They can be aggressive behavior, depressive signs or autistic features. So it's more often complex. Next slide, please.
And now, we'll switch to another case. And with this in mind, it should not be difficult for you to diagnose the next case. Liesbeth.
Yes, thank you, Erika. Yes, this is a case of a male. He came to our adult outpatient clinic of our obesity center, CTG in Rotterdam.
He was 30 years old and he had a history of weight gain around 11 years old. He had hyperphagia and his type of hyperphagia was related to abnormal eating. So when he was really young, he was eating like his mother told, he's eating crafts, which were meant to give to birds.
And he was eating all those kind of things. When he was adult, he had a more classical hyperphagia. So he didn't feel any satiety or satiation.
So he was always hungry. Also very typical, he had a delayed speech development and also autism spectrum disorder, which is more prevalent indeed in syndromal or genetic obesity. Also, he suffered from a psychosis during puberty and was treated with antipsychotic medication.

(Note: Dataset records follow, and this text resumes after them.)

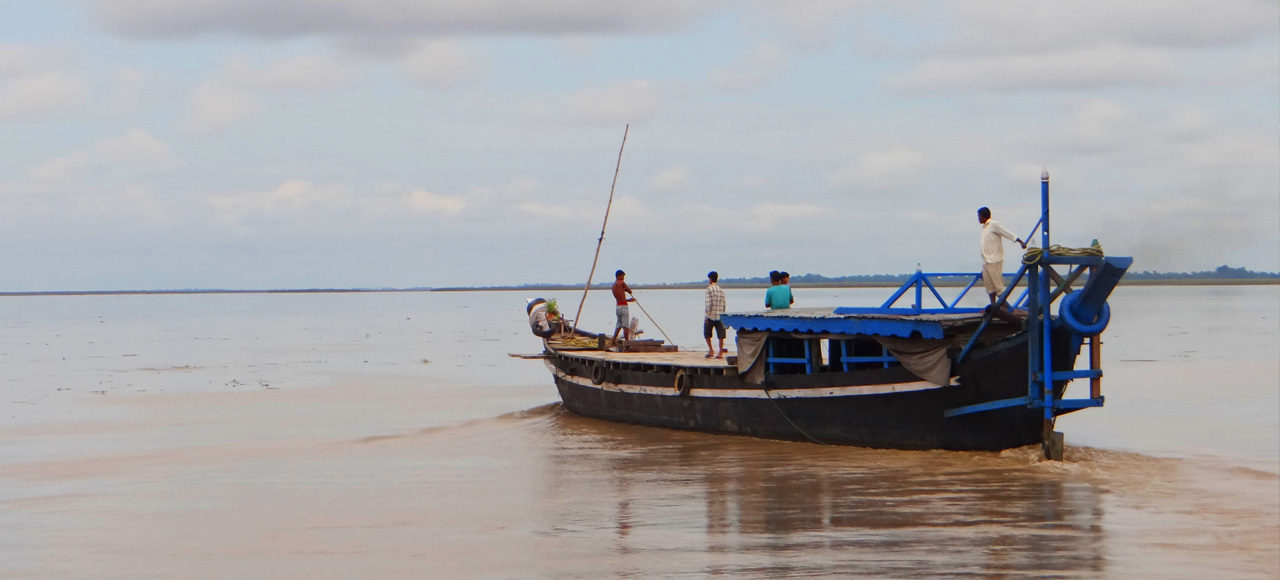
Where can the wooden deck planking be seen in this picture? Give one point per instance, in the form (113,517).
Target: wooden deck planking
(680,357)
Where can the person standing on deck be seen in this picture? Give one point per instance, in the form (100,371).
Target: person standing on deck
(993,252)
(777,297)
(714,306)
(620,295)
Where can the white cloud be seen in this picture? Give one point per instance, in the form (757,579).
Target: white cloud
(439,64)
(236,92)
(760,64)
(18,59)
(286,18)
(435,204)
(995,27)
(295,201)
(1078,69)
(626,213)
(40,95)
(673,178)
(760,218)
(135,204)
(133,153)
(295,73)
(213,108)
(880,169)
(621,103)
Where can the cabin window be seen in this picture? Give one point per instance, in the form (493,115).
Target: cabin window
(790,356)
(860,354)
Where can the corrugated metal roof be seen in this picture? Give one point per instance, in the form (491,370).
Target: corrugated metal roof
(827,320)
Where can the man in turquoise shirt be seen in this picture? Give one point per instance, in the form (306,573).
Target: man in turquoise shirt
(778,296)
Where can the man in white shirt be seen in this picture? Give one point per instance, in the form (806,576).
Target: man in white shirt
(714,306)
(993,252)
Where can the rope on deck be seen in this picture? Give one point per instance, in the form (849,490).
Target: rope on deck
(1036,254)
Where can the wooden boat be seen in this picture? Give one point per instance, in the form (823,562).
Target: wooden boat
(910,378)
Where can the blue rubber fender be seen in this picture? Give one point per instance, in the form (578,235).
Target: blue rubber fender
(1066,311)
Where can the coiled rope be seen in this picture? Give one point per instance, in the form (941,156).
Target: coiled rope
(1036,254)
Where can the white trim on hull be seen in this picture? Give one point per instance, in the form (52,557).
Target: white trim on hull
(810,392)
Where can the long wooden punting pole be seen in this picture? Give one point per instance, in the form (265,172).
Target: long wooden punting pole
(600,242)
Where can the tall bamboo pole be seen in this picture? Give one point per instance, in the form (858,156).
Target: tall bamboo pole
(600,241)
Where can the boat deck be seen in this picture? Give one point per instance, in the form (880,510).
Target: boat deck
(688,359)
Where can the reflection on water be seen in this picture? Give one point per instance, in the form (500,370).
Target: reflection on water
(795,508)
(371,435)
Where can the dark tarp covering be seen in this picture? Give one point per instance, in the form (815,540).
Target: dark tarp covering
(924,357)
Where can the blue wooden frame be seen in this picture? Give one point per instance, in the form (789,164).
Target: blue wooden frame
(1040,320)
(924,279)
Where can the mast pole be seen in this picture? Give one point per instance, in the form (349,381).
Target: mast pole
(600,241)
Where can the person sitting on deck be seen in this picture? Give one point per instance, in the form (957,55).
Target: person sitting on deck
(714,306)
(543,318)
(620,295)
(778,296)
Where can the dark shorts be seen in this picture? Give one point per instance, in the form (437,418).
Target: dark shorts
(708,324)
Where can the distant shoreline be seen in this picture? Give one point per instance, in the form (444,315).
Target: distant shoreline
(602,287)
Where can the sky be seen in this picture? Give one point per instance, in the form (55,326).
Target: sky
(374,144)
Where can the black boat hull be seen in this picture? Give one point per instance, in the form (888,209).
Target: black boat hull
(890,414)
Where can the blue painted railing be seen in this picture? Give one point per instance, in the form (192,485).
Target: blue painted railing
(920,281)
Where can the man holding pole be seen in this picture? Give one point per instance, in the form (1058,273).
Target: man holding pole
(993,259)
(620,295)
(714,306)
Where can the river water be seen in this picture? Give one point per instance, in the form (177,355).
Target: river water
(392,435)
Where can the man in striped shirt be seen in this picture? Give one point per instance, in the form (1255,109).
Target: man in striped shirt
(714,304)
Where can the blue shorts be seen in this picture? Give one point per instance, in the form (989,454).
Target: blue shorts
(624,316)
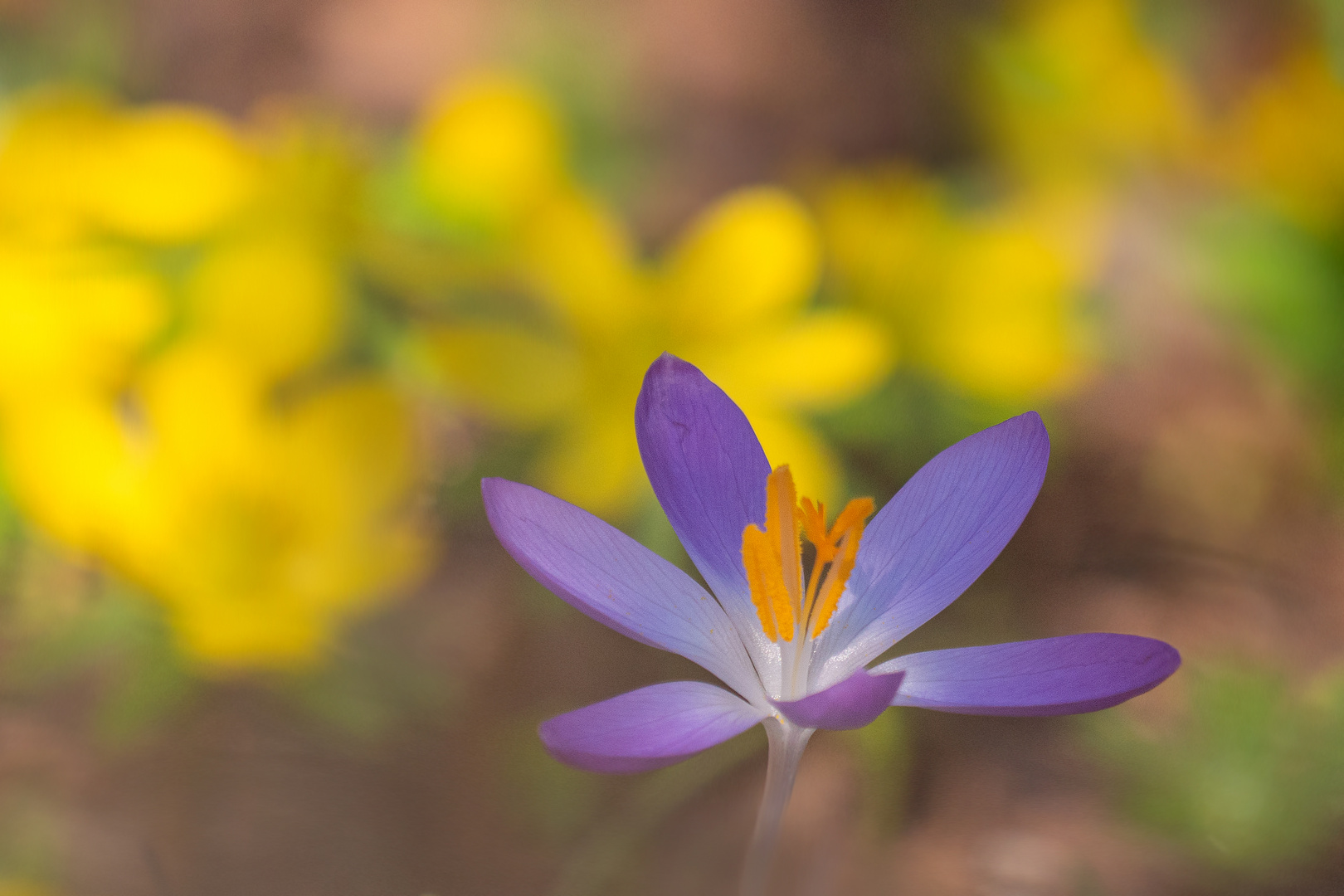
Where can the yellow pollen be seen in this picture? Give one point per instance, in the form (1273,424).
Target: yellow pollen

And he very much increased in weight. So at the time he was 15, he was living with obesity. So as an adult, his BMI was 33.
He was doing a lot on his lifestyle, trying to live healthy. He had some lab abnormalities. Also very typical was a mild hypergonadism, which can of course be due to any obesity, but also specifically in syndromic obesity, you sometimes see even more lower testosterone.
So what we did, first of all, we of course did genetic testing and he had a 16P dilation syndrome, which is one of the relatively more prevalent syndromes. And then what do you do? Well, he was not eligible for any study. Karine Clement will show some clinical studies.
We were also collaborating with Gary in Rotterdam on the set melanotype. He was not eligible. What we do have, we have obesity treatments in the Netherlands and of course, lifestyle treatments and also pharmacotherapy are the basis next to bariatric surgery.
But bariatric surgery is in monogenic obesity, not the preferred therapy, because there's some limited literature showing now that the response may be less than average. And pharmacotherapy, you can stop and start and stop if it's not effective. So what we did in this patient is sort of specialized combined lifestyle intervention, specifically for patients with autism.
And he lost substantial weight. And then when he plateaued the weight, we added liver glutide, three milligram. So what's the result? You can see it.
He actually, he started already to lose weight with this specific combined lifestyle program, really 27 kilograms, and then an additional eight and a half kilograms with liver glutide addition. And he actually normalized his BMI. And he's still on treatment on pharmacotherapy and very much struggling with lifestyle still.
We did another case series, also of two, in total, two 16P deletion syndrome and also two MC4 receptor mutation patients. And as you can see here in patients one and two, there are 16P deletion patients. You see that with GLP-1 treatment, that weight is decreasing.
And in these cases, it was a decrease for a substantial time. So here 40 weeks, here even there was another GLP-1 analog, more than 10 years. But also the MC4 receptor heterozygous we had in our patient clinic, also for a substantial time, they had a weight loss, which was more than 15 kilograms.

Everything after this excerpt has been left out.